Can anyone review this for me and let me know what you think?
`WITH
cohort_items AS (
SELECT
MIN( TIMESTAMP_TRUNC(TIMESTAMP_MICROS((visitStartTime*1000000 +
h.time*1000)), DAY) ) AS cohort_day, fullVisitorID
FROM
TABLE123 AS U,
UNNEST(hits) AS h
WHERE _TABLE_SUFFIX BETWEEN "20170701" AND "20170731"
AND 'ACTION TAKEN'
GROUP BY 2
),
user_activites AS (
SELECT
A.fullVisitorID,
DATE_DIFF(DATE(TIMESTAMP_TRUNC(TIMESTAMP_MICROS((visitStartTime*1000000 + h.time*1000)), DAY)), DATE(C.cohort_day), DAY) AS day_number
FROM `Table123` A
LEFT JOIN cohort_items C ON A.fullVisitorID = C.fullVisitorID,
UNNEST(hits) AS h
WHERE
A._TABLE_SUFFIX BETWEEN "20170701 AND "20170731"
AND 'ACTION TAKEN'
GROUP BY 1,2),
cohort_size AS (
SELECT
cohort_day,
count(1) as number_of_users
FROM
cohort_items
GROUP BY 1
ORDER BY 1
),
retention_table AS (
SELECT
C.cohort_day,
A.day_number,
COUNT(1) AS number_of_users
FROM
user_activites A
LEFT JOIN cohort_items C ON A.fullVisitorID = C.fullVisitorID
GROUP BY 1,2
)
SELECT
B.cohort_day,
S.number_of_users as total_users,
B.day_number,
B.number_of_users / S.number_of_users as percentage
FROM retention_table B
LEFT JOIN cohort_size S ON B.cohort_day = S.cohort_day
WHERE B.cohort_day IS NOT NULL
ORDER BY 1, 3
`
Thank you in advance!
If you use some techniques available in BigQuery, you can potentially solve this type of problem with very cost and performance effective solutions.

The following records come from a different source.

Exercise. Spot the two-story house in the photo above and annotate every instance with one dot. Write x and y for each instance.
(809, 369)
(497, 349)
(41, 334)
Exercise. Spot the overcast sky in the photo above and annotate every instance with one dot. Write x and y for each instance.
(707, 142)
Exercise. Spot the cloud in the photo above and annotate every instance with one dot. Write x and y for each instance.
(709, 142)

As an example:
SELECT
init_date,
ARRAY((SELECT AS STRUCT days, freq, ROUND(freq * 100 / MAX(freq) OVER(), 2) FROM UNNEST(data) ORDER BY days)) data
FROM(
SELECT
init_date,
ARRAY_AGG(STRUCT(days, freq)) data
FROM(
SELECT
init_date,
data AS days,
COUNT(data) freq
FROM(
SELECT
init_date,
ARRAY(SELECT DATE_DIFF(PARSE_DATE("%Y%m%d", dts), PARSE_DATE("%Y%m%d", init_date), DAY) AS dt FROM UNNEST(dts) dts) data
FROM(
SELECT
MIN(date) init_date,
ARRAY_AGG(DISTINCT date) dts
FROM `Table123`
WHERE TRUE
AND EXISTS(SELECT 1 FROM UNNEST(hits) where eventinfo.eventCategory = 'recommendation') -- This is your 'ACTION TAKEN' filter
AND _TABLE_SUFFIX BETWEEN "20170724" AND "20170731"
GROUP BY fullvisitorid
)
),
UNNEST(data) data
GROUP BY init_date, days
)
GROUP BY init_date
)
I tested this query against our G.A data and selected customers who interacted with our recommendation system (as you can see in the filter selection WHERE EXISTS...). Example of result (omitted absolute values of freq for privacy reasons):
As you can see, at day 28th for instance, 8% of customers came back 1 day later and interacted with the system again.
I recommend you to play around with this query and see if it works well for you. It's simpler, cheaper, faster and hopefully easier to maintain.